After months of praying for salvation, it finally came. Maud was granted a nanny position with a missionary family returning to their lives on the Canadian prairie. Keeping her escape a secret was no easy chore, for the people of her compound, dragged down by the monotony of life, made other people’s business their household entertainment. But her luck held, and one day she gathered her meagre belongings into a fishnet and carried it to the dirt road. During the interminable wait she felt nostalgic for the home a few yards behind her. The air carried silt into her eyes, and when she set her bag down to rub them, her father stepped from the shadows of the compound where he’d been folding crude roots into his pipe and calmly walked over to pick it up.

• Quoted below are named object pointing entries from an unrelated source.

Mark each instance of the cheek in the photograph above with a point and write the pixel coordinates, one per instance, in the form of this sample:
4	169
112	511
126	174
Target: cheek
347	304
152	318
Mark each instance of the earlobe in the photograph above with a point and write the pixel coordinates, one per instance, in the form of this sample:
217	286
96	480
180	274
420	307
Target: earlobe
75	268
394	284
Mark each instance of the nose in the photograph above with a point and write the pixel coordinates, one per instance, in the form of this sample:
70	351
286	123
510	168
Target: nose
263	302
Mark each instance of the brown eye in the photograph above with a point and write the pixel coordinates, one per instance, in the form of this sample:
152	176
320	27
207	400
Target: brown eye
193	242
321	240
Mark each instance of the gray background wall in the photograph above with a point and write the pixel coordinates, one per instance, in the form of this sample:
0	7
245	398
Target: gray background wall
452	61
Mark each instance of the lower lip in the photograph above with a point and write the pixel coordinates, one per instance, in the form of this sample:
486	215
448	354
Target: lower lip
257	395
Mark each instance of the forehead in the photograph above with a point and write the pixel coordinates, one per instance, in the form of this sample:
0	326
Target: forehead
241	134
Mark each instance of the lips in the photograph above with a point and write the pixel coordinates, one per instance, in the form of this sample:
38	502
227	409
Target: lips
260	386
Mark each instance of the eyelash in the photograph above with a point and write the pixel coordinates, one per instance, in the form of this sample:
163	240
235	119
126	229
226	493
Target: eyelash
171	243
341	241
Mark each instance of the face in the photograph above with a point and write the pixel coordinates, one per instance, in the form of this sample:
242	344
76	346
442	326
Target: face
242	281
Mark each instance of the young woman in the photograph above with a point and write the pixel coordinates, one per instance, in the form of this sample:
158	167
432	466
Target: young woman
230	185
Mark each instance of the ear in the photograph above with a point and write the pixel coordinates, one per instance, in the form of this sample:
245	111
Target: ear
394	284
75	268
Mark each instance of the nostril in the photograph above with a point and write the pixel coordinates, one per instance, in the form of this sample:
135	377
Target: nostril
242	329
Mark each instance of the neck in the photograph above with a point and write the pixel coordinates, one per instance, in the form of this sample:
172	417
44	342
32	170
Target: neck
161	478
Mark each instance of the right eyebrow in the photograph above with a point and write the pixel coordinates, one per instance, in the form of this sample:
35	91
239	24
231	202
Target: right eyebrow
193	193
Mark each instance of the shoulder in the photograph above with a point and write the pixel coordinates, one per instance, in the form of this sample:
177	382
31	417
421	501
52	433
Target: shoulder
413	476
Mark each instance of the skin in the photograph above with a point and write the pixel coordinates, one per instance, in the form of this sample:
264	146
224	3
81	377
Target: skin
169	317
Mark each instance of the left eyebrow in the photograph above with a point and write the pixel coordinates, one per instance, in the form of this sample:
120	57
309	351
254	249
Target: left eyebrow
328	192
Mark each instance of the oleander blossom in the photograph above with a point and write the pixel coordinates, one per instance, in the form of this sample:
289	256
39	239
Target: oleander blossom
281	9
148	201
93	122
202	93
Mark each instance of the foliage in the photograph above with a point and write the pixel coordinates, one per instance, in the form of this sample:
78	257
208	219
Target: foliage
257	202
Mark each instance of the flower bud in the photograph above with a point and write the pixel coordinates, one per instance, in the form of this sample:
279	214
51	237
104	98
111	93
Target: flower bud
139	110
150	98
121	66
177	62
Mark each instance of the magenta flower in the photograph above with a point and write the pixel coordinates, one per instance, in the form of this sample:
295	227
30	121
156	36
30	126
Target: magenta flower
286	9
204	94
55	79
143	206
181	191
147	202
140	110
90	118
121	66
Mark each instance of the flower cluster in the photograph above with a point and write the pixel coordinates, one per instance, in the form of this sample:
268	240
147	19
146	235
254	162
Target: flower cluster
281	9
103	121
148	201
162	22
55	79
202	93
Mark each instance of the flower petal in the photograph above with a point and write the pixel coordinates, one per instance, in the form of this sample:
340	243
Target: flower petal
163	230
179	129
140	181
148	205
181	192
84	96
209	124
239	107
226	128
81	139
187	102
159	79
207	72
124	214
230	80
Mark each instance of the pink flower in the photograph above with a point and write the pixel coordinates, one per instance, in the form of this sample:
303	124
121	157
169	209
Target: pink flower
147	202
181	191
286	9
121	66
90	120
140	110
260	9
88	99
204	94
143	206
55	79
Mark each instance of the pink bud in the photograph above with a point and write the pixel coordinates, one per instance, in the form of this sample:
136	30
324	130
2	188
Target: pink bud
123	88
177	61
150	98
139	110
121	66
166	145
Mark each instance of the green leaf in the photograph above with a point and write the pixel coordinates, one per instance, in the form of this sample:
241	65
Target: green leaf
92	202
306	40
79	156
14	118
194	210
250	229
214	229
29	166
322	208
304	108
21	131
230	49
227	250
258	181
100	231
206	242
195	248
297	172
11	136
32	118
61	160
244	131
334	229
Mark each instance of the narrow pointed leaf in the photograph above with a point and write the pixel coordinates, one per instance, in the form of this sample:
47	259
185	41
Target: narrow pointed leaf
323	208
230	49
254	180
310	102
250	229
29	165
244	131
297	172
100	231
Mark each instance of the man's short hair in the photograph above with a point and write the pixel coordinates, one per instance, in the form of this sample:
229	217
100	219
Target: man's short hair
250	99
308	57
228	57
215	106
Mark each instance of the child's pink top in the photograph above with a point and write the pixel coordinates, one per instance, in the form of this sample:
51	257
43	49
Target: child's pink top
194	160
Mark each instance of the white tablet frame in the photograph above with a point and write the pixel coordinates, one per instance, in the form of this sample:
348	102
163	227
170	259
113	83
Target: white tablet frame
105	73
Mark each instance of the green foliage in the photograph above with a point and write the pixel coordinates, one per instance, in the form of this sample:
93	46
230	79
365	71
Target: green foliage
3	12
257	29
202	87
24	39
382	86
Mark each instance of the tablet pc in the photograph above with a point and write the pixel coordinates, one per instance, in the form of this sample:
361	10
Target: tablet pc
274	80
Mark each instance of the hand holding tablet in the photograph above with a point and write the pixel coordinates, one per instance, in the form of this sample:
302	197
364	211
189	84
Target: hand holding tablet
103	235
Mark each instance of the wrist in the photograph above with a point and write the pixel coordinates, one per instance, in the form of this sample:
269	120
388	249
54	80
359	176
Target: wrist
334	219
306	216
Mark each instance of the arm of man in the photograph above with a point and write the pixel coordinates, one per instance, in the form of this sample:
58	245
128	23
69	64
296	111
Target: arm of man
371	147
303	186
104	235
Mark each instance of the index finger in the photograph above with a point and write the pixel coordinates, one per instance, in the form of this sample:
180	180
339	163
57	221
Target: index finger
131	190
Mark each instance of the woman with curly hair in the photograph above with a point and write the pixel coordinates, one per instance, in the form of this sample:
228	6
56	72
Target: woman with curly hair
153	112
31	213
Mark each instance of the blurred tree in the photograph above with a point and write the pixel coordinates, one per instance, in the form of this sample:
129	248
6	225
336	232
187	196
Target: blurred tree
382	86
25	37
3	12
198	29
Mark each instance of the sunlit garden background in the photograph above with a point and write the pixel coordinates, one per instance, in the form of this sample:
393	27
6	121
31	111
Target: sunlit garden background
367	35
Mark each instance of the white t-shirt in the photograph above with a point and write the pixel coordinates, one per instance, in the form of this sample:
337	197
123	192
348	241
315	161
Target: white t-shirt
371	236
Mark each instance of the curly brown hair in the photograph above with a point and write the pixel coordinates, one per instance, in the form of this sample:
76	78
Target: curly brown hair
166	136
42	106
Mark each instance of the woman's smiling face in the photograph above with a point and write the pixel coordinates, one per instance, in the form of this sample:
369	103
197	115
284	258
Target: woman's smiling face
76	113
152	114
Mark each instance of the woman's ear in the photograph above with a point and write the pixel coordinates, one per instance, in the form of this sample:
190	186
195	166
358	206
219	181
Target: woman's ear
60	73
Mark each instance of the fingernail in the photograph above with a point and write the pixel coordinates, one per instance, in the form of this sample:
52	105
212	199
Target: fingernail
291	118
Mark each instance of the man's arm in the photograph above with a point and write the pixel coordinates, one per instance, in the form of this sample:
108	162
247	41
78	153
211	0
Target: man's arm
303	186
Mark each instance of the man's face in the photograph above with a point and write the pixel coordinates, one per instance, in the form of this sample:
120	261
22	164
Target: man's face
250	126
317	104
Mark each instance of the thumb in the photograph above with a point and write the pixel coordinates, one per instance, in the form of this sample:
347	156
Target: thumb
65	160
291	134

“And where is it you are going?” he asked in their language. He took something from her bag. “And with this photograph of mother? Eih? You thieving? You thieving to sell this?”

Maud felt sick. If the escort car hadn’t arrived, the missionary father calling from a lowered window, she might have returned to the compound. Her father, always dignified under the eye of foreign strangers, affixed a smile to his face while slipping the picture of Maud’s mother into his robes. He handed Maud her bag with perverse decorum and, speaking under his breath, said, “Death comes soon to those who kill their parents. Abandon me and your mother’s spirit will fell your husband and dry your insides to stone.”

Distraught, she climbed into the car, watching her smiling father wave until he couldn’t be seen from the road.

It takes no great empathy to see why she never returned, or to explain her utter failure as a nanny, without the first knowledge of children’s needs or the instinct of love to compensate for her ignorance. Discharged within a few months, Maud received a sympathetic fistful of cash and was left to make a living in a country that had no need of her. Though plagued with menial jobs, and living in the basements of churches, during these years she learned to read, using homemaker magazines and a dog-eared copy of the New Testament. She sounded out the words, enunciating to shave her origins from her voice. By the time she met Samuel, only her tribal marks, still visible under face powder, gave her away.